Finding the sweet spot of challenge
Finding this sweet spot is obviously a delicate task. It largely relies on a teacher's knowledge of any group of learners they teach, their strengths and weaknesses, as well as the content they are aiming to deliver. Below are a few generic tips to help find that sweet spot.
  1. Teach to the top - One way sure to fail to find the sweet spot is by pitching your lessons to the middle (or lower). Straight away your more able learners will find things too easy or boring and your other learners will not even realise what they are capable of as you have put a ceiling on what they can achieve.
  2. Don't bolt on challenge - Never make challenge an addition that is task based (when you have completed this task, do the 'challenge' task). For a start this is unfair, it punishes success and it also links challenge to extra work, which should not be the case. Challenge should be equitable. As with teaching to the top, generally speaking, all learners should attempt the same task(s) and if there are learners who need scaffolding to achieve a task; provide it - don't deny them the opportunity to give it a go.
  3. No to differentiated objectives - Throw away those differentiated learning objectives (some, most, all). All these objectives encourage is the thought that 'if only some need to do it then I don't have to). Teachers need to inspire students to believe that they can do it all.
What does challenge look like in the classroom?
A class that has been challenged is one that is engaged in processing knowledge. If they are getting a lecture of new knowledge and are all attentively listening and perhaps asking questions - they are being challenged. If they are engaged in recall tasks/retrieval practice, they are being challenged. If they are discussing knowledge, they are being challenged. A class that is not challenged will not be thinking about the knowledge they are acquiring or have acquired. In short, a challenged class is one where students are motivated to engage with the knowledge and skills they are being taught. Obviously some lessons may have more 'challenging' cognitively loaded tasks than others, however that would not be every lesson - what we are always looking for is consistency of challenge over time.  

The fear of challenge
To too many challenge is scary. The reason why it is scary is not because we fear the effort involved, rather it is because we fear the change that the challenge may have in altering our perception of the world around us. We all know the expression 'ignorance is bliss'. Many people like to remain unchallenged as it maintains their blissful ignorance. Many of our students are like this. They would rather deny the opportunity to improve their knowledge base out of fear of losing their blissful ignorance and the safety this provides. Take a look at the image below.
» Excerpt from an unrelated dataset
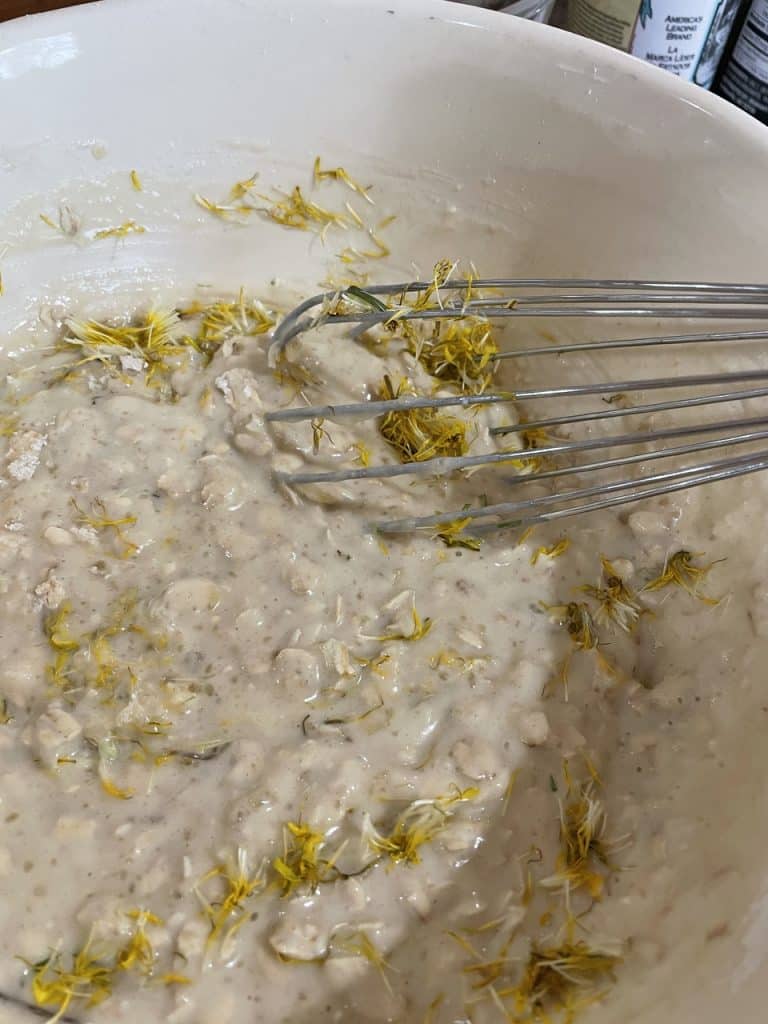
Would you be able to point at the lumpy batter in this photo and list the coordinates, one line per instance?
(258, 765)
As teachers, we have to recognise that challenge will cause some emotional distress to young learners. However, our role as teachers (to some extent) is to knock our students down a peg or two (into the insecure canyon) and take them out of their comfort zone. We do this for the sole purpose of building them back up again on a more solid foundation of knowledge. A teacher sets this challenge by having high expectations - consistently expecting the best. 

This is not going to be an easy journey, it will be a tough one, and there will be points in the relationships we have with our learners where they may not like us. Yet ultimately, at the end of the journey they will be glad for the challenge we gave them. The worst thing we could do as a collective school is let students leave our care with the conviction of a child.